@Obtrusive: It is weighed through its mass. Space by itself doesn't have gravity to measure a celestial object, so Earth actually weighs nothing. - In space. But by using its mass and placing Earth on top of another Earth (if possible), the other Earth would feel the pressure of weight on top of it. But if the Earth is sitting on top of the Sun's surface it would weigh more than it would laying on a twin Earth. If the Earth were on top of the moon, it would weigh less. but since we generalize or rather more familiarized with weigh measured in Earth, we would use Earth = 1 times the gravity.
But back to this:
Does the earth weigh the same as it did multiple thousands of years ago?
Weightless... (in space)
Some sextillion tons (on Earth) As did it some thousands of years ago. Give or take a million tons during a cycle.
Does the earth weigh the same if it supports 8 billion people vs only 3 billion?

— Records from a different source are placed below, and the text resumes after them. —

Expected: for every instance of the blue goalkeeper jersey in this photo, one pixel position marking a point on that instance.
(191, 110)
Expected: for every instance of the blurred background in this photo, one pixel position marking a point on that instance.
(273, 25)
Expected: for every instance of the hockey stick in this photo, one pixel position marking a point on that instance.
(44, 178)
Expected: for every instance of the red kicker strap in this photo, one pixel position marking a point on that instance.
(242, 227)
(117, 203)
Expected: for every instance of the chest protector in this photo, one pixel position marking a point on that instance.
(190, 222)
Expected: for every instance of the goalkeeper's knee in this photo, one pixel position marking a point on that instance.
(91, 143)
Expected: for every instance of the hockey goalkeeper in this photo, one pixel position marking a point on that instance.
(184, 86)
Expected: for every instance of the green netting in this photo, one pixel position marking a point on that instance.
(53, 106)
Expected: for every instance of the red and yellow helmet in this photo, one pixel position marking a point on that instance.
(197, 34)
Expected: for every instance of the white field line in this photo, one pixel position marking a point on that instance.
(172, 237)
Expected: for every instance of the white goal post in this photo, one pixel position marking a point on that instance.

Yes, because people materialize from Earth. (unless you're an alien from space)
Separate note:
There were 3 Billion people on Earth in 1980
So giant rocks or even tiny space debris being collected from space via the planet's gravitational pull is the only thing that would make our planet "gain more weight". If you count energy like the kinetic energy of our cores spin. It produces energy expanding out (the magnetic field or Magnetosphere), but those energies that are floating upward from the core and into space are replenished by the stuff we take in from space. like cosmic dust or light photons from he sun. I'd say the Earth probably fluctuates weight by a million tons back and forth during time cycle.